Suspension de l’UFR : le CNRD pousse encore plus loin la liquidation politique
Le régime de Mamadi Doumbouya poursuit son travail de démolition du paysage politique guinéen. Après la dissolution de 27 partis, c’est maintenant l’UFR qui est suspendue pour 90 jours par le MATD, sous un prétexte aussi flou qu’arbitraire.
L’Union des Forces Républicaines, parti historique ayant marqué plus d’un quart de siècle de lutte politique, dénonce une décision illégale et une violation flagrante du pluralisme politique.
Un pouvoir aux abois qui élimine toute opposition
La suspension de l’UFR n’a rien d’un hasard : le CNRD ne veut plus d’adversaires en face.
- Le RPG suspendu, l’UFR écartée, l’UFDG constamment harcelée… Qui restera-t-il pour faire face au régime ?
- Les partis politiques doivent-ils désormais obtenir un « certificat de soumission » avant d’avoir le droit d’exister ?

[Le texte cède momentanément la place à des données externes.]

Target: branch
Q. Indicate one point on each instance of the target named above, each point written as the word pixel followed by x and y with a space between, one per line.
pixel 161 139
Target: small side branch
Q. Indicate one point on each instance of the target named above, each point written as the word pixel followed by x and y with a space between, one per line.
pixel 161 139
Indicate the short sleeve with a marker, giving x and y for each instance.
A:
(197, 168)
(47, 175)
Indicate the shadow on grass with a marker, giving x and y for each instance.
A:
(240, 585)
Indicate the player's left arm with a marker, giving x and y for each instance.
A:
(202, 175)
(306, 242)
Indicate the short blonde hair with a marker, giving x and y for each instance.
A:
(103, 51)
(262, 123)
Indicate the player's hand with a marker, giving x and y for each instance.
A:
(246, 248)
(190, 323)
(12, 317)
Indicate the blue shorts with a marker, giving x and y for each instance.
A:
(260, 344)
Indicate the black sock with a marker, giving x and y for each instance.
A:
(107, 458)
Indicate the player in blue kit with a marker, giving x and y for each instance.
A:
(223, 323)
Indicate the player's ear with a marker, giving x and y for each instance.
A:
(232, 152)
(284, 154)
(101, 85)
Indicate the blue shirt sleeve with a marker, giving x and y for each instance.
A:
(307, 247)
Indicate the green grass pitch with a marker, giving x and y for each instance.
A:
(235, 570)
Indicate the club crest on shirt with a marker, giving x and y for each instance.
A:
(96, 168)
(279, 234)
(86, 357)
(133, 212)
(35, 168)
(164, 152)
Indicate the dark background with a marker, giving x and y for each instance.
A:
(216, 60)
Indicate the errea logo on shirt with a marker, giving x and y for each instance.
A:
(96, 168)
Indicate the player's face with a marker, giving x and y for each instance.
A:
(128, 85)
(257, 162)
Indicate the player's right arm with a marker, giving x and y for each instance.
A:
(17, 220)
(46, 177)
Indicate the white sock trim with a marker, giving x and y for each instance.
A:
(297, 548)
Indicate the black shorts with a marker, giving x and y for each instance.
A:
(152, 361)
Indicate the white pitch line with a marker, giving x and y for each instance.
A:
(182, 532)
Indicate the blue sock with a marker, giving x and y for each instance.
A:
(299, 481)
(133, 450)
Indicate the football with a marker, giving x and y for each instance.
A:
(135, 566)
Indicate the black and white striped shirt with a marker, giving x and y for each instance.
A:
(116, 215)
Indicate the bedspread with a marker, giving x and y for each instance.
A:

- Jusqu’à quand les Guinéens accepteront-ils cette mascarade ?
Le CNRD, un régime qui ne tolère que les applaudissements
Si l’UFR avait chanté les louanges du régime, si elle avait validé le glissement de la transition, si elle s’était contentée d’être une marionnette de façade, elle ne serait pas suspendue aujourd’hui.
Mais en Guinée, tenir tête au pouvoir est devenu un crime.
- Critiquez le CNRD, et votre parti sera suspendu.
- Refusez d’entrer dans la combine, et vous serez traqué.
- Réclamez des élections, et vous deviendrez un ennemi d’État.
Vers un parti unique déguisé ?
Peu à peu, le CNRD est en train d’éradiquer toute alternative politique, au point qu’une seule issue semble se dessiner : un maintien au pouvoir sous une forme ou une autre.
- Dissolution et suspensions massives des partis.
- Verrouillage total de l’espace politique.
- Aucune feuille de route claire pour la fin de la transition.
La junte veut-elle organiser des élections sans adversaires ? Ou mieux encore, veut-elle rester en place indéfiniment ?
Le silence du peuple, jusqu’à quand ?
L’UFR, comme d’autres partis, appelle à la mobilisation. Mais les Guinéens sont-ils encore capables de résister à cette dictature rampante ?
Car à ce rythme, si le peuple ne réagit pas, il finira avec un bulletin unique et un chef autoproclamé « élu démocratiquement ».